Moskau, 13. Juni 2018, 11:49 | von Paco

Der 12. Juni, der Tag, an dem Johan Nilsen Nagel in seinem gelben Kostüm in der kleinen norwegischen Hafenstadt anlegt und damit die Handlung in Knut Hamsuns Roman »Mysterien« in Gang setzt, ist nunmehr auch russischer Nationalfeiertag, das Unigebäude ist geschlossen, also bleibe ich erst mal zu Hause und sehe den Film »Relatos salvajes«, lange vor mir hergeschoben, und meine Güte, ich liebe ihn.

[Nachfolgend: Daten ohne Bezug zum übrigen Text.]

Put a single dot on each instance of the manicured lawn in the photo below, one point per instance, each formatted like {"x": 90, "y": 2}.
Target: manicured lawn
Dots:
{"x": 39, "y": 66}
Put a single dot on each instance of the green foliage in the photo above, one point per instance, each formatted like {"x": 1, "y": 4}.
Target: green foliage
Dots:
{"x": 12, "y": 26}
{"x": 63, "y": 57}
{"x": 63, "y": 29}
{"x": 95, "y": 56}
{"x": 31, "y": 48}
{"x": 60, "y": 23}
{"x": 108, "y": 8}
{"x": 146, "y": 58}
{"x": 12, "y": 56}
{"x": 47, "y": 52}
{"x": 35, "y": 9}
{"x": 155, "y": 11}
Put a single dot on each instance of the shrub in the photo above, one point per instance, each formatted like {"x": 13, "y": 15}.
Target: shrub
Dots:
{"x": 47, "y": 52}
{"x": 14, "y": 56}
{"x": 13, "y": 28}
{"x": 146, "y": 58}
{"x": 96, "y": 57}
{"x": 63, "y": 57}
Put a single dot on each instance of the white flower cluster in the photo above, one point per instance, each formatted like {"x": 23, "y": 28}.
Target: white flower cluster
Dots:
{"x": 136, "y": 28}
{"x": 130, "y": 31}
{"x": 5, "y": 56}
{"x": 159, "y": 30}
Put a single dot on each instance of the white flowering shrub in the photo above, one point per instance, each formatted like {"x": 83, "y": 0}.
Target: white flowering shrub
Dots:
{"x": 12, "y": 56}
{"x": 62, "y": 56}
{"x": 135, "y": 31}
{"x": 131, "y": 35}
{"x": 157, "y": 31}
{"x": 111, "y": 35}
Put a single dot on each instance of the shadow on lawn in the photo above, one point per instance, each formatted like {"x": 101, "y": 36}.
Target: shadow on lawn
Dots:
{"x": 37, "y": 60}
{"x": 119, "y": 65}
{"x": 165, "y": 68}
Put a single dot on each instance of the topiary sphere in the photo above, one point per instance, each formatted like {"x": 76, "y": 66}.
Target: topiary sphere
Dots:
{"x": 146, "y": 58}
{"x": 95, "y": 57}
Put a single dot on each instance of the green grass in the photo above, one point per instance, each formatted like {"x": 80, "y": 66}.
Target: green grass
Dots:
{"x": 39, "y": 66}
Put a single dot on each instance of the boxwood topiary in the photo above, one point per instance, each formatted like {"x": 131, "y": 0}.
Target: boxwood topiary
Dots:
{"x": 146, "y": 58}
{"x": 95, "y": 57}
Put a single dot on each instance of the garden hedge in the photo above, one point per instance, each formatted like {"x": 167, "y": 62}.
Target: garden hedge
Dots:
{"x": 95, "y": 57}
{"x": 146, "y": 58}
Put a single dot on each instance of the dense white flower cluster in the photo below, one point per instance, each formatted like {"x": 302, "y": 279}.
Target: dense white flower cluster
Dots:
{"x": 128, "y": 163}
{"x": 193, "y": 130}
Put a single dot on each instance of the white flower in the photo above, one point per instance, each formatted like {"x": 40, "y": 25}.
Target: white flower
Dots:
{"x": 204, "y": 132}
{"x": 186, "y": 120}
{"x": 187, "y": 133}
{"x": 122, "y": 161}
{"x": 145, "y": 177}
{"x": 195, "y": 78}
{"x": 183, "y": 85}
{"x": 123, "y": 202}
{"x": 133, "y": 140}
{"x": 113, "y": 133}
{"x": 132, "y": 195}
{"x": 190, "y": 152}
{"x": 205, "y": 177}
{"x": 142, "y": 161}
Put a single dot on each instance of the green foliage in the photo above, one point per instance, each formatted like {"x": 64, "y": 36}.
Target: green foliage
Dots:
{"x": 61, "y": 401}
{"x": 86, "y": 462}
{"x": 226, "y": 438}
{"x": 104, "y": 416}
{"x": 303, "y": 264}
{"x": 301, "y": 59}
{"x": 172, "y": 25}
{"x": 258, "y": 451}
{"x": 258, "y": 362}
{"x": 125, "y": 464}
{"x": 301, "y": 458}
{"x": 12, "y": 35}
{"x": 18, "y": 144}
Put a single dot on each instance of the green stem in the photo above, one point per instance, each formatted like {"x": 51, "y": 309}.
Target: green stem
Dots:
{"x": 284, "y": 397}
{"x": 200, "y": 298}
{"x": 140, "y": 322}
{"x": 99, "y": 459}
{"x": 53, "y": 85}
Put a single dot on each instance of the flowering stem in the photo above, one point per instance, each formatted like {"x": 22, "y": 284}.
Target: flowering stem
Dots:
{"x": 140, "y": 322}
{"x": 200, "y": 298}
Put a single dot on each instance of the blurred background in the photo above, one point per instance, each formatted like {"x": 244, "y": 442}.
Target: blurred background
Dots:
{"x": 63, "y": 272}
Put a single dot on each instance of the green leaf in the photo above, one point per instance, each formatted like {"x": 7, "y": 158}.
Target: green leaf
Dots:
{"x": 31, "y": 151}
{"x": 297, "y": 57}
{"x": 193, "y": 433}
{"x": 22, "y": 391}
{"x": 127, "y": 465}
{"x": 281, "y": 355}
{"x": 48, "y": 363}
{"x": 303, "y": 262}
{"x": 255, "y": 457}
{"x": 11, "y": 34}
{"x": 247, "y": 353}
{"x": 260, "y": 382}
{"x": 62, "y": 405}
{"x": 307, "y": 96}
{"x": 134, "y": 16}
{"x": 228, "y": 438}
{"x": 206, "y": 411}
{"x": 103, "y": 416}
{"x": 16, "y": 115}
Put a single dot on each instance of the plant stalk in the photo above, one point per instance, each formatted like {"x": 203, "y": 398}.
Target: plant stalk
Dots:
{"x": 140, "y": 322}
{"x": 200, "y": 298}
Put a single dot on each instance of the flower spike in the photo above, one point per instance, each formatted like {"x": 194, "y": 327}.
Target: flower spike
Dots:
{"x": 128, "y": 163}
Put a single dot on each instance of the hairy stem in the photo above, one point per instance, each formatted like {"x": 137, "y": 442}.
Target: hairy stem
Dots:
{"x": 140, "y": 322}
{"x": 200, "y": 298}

Nachmittags machen wir uns auf den Weg zum ВДНХ-Komplex, zur Majakowski-Ausstellung im Pavillon »Arbeiter und Kolchosbäuerin«. Hier noch mal chronologisch das ganze Majakowski-Projekt recappen, dem Wladimir Wladimirowitsch dann durch Selbstmord ein Ende setzte, mit dem genau richtigen Gespür für das Verhältnis zwischen Todeszeitpunkt und Vermächtnis.

In der Metro zeigen sich die ersten WM-Touristen, leicht zu erkennen an ihren leuchtenden Outdoorrucksackmodellen und an den neugierigen Blicken, etwas, das man sonst in Moskau niemals sieht, niemand schaut interessiert einfach so in der Gegend umher, in Moskau herrscht das abgeklärt-desinteressierte Verhalten.

Abends zu einer Geburtstagsfeier in einem Weinlokal in der Nähe der Belorusskaja. Wir bleiben bis Kassenschluss und spazieren dann die paar Kilometer nach Hause, frühsommerliche Nacht, Moskau vor der Weltmeisterschaft. Am Kasaner Bahnhof geht um 3 Uhr morgens die Straßenbeleuchtung aus, der Job wird weitergegeben an die Morgenwolken, die zuckerwatterosa leuchten. Ein paar Schlachtenbummler stehen in ihre ägyptischen Fahnen gewickelt in der Gegend herum. Straßenbahnschaffner mit den typischen Alkoholikeraktentaschen überqueren Straßen. Ein Hotel mit ausladend beflaggter Eingangskuppel zeigt die Nationalfarben aller Teilnehmerländer sowie Indiens.